Frequently our rower is stopped by a mass of ice which peremptorily refuses him a passage. Then comes a new expedient, the parts are changed on the instant. Hitherto the canoe has carried the man; now the man carries the canoe. He takes it on his shoulder and traverses the icy portage till he comes again to open water, the ice crackling beneath him as he crosses it. Occasionally icebergs, floating, and terrible mountains, are so close that they leave between them only a narrow passage which our man passes through at the risk of being in an instant crushed, flattened between them. Those icy walls now widen, now contract, the space between them; they may, at any moment, come together with a force that would crush a seventy-four, to say nothing about our poor Greenlander in his poor skin canoe. Such a fate did, in fact, once occur to a tall ship; she was cut in two, flattened, crushed; by the coming together of two icebergs.
These Greenlanders tell us that their ancestors were Whale fishers. They were less wretched then, more ingenious, and better provided. No doubt they had iron; procured probably from Norway or Iceland. Whales have always been very numerous in the Greenland seas. A grand object of desire to those to whom oil is a thing of the very first necessity! The fish give it by drops, the Seal in waves—the Whale in mountains! He was truly a man, and a bold one, who first, with his poor weapons, with the sea howling at his feet, and the darkness closing around him, dared to pursue the Whale! A bold man, he, who trusting to his courage, the strength of his arm and the weight of his harpoon, first believed that he could pierce that mighty mass of blubber and flesh and convert it to his own profit!—the man who first imagined that he could attack the Whale and not perish in the tempest that would be raised by the plunges and terrific tail-blows of the astonished and suffering monster! And, as if to crown his audacity, the man next fastened a line to his harpoon, and braving still more closely the frightful shock of the agonized and dying giant, never once feared that that giant might plunge headlong into the deep, taking with him harpoon, line, boat,—and man!

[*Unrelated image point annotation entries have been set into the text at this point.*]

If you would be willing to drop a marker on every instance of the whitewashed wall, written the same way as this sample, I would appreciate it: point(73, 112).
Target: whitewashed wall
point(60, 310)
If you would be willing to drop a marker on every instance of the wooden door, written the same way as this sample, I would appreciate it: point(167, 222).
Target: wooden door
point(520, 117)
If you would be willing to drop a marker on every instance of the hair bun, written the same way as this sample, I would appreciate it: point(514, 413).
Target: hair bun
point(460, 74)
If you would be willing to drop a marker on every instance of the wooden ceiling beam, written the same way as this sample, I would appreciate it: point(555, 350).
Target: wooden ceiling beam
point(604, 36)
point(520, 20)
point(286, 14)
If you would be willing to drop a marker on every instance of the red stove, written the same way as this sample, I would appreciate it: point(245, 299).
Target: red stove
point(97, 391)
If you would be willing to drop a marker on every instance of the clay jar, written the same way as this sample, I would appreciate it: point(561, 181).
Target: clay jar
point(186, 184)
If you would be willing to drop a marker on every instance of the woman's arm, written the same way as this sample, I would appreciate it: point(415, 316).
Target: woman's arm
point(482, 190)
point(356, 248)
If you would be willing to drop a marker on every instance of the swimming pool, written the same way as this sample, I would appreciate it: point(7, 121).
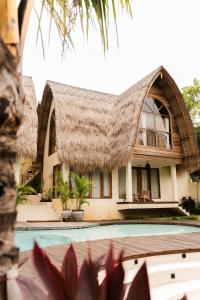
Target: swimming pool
point(24, 238)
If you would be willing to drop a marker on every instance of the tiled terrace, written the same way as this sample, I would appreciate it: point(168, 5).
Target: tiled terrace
point(134, 247)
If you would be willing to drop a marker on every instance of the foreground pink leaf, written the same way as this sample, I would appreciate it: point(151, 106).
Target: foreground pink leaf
point(88, 287)
point(49, 274)
point(139, 289)
point(70, 272)
point(30, 290)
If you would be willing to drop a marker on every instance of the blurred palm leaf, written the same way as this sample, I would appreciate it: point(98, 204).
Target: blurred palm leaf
point(65, 14)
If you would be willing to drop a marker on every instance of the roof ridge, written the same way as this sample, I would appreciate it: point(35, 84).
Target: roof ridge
point(79, 88)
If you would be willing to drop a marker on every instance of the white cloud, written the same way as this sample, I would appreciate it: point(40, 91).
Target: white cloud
point(161, 32)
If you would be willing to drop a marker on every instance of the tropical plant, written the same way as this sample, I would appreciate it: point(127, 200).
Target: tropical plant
point(69, 284)
point(62, 187)
point(188, 204)
point(22, 192)
point(80, 190)
point(46, 195)
point(191, 96)
point(14, 22)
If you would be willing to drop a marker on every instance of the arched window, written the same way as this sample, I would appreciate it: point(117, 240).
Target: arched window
point(52, 134)
point(155, 125)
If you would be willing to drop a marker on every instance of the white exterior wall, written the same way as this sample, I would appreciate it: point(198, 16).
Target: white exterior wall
point(165, 184)
point(183, 183)
point(98, 209)
point(49, 161)
point(194, 190)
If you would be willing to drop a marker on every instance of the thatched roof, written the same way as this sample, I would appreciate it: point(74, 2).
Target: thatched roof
point(98, 129)
point(27, 133)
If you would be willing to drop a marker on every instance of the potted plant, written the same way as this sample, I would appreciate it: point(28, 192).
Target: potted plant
point(62, 187)
point(23, 191)
point(80, 191)
point(46, 196)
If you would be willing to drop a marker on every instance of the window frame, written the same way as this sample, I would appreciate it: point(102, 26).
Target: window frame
point(52, 139)
point(156, 132)
point(139, 179)
point(90, 196)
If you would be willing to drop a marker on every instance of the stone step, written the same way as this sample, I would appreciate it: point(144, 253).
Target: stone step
point(39, 212)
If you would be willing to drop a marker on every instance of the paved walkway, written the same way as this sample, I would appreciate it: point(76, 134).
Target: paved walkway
point(134, 247)
point(53, 225)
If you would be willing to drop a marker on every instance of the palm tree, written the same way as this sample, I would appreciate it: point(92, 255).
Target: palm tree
point(22, 192)
point(13, 27)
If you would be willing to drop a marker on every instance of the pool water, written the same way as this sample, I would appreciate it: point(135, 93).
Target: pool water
point(24, 238)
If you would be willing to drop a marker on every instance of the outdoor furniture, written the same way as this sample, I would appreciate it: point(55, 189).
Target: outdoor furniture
point(144, 197)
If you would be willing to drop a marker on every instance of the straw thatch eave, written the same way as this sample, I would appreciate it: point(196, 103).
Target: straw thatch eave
point(127, 113)
point(95, 129)
point(82, 120)
point(27, 133)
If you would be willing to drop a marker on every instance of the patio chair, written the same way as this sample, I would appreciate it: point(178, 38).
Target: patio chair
point(136, 197)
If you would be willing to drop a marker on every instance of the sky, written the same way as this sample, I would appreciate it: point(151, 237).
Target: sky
point(161, 32)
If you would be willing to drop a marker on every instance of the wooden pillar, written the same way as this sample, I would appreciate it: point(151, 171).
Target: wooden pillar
point(129, 189)
point(148, 168)
point(65, 171)
point(115, 184)
point(174, 183)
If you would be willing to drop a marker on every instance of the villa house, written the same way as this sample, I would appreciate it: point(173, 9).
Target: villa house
point(137, 148)
point(27, 135)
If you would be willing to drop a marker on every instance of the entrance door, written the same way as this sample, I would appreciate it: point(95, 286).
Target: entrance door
point(146, 180)
point(139, 180)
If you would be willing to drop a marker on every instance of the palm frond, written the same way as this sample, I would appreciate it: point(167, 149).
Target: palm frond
point(67, 13)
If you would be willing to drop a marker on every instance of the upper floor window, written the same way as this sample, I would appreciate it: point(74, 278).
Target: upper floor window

There is still another danger, and no less terrible. It is that instead of meeting the common Whale, our man should fall in with the Cachalot, that terror of the seas. He is not very large, perhaps not more than from sixty to eighty feet. But his head alone measures about a third; from twenty to twenty-five feet. In case of such a meeting, woe to the fisher; he would become the chased instead of the chaser, the victim instead of the tyrant. The Cachalot has horrible jaws, and no fewer than forty-eight enormous teeth; he could with ease devour all; both boat and man. And he seems always drunk with blood. His blind rage so terrifies all the other Whales that they escape, bellowing, throwing themselves on the shore, or striving to hide themselves in the sand. Even when he is dead they still fear him and will not approach his carcass. The fiercest species of the Cachalot is the Ourque or Physetene of the ancients, which is so much dreaded by the Icelanders, that when they are on the sea they will not so much as name him lest he should come and attack them. They believe, on the other hand, that a species of Whale, the Jubarte, loves and protects them, and provokes the monster in order to save them from his fury.
Many think that the first who undertook so perilous a task as that of Whale fishing must have been eccentric hot heads. According to those who think so, that perilous chase could never have originated with the prudent men of the North, but must have been initiated by the Basques, those daring hunters and fishers who were so well accustomed to their own capricious sea, the Gulf of Gascony, where they fished the Tunny. Here they first saw the huge Whales at play and pursued them, frenzied by the hope of such enormous prey, and pursued them still, onward and onward, no matter whither; even to the confines of the pole.
Here the poor Colossus fancied it must needs be safe, for it could not fancy any one would be desperate enough to follow it thither, and so it went tranquilly to sleep. But our Basque mad-caps approached it stealthily and silently. Tightening his red belt around his waist, the boldest and most active of the Basque sailors leaped from the deck right on to the back of the sleeping monster, and, fearlessly or carelessly, drove the harpoon home to the very eye. Poor Whale!
DISCOVERY OF THE THREE OCEANS.
Who opened up to men the great distant navigation? Who revealed the Ocean, and marked out its zones and its liquid highways? Who discovered the secrets of the Globe? The Whale and the Whaler!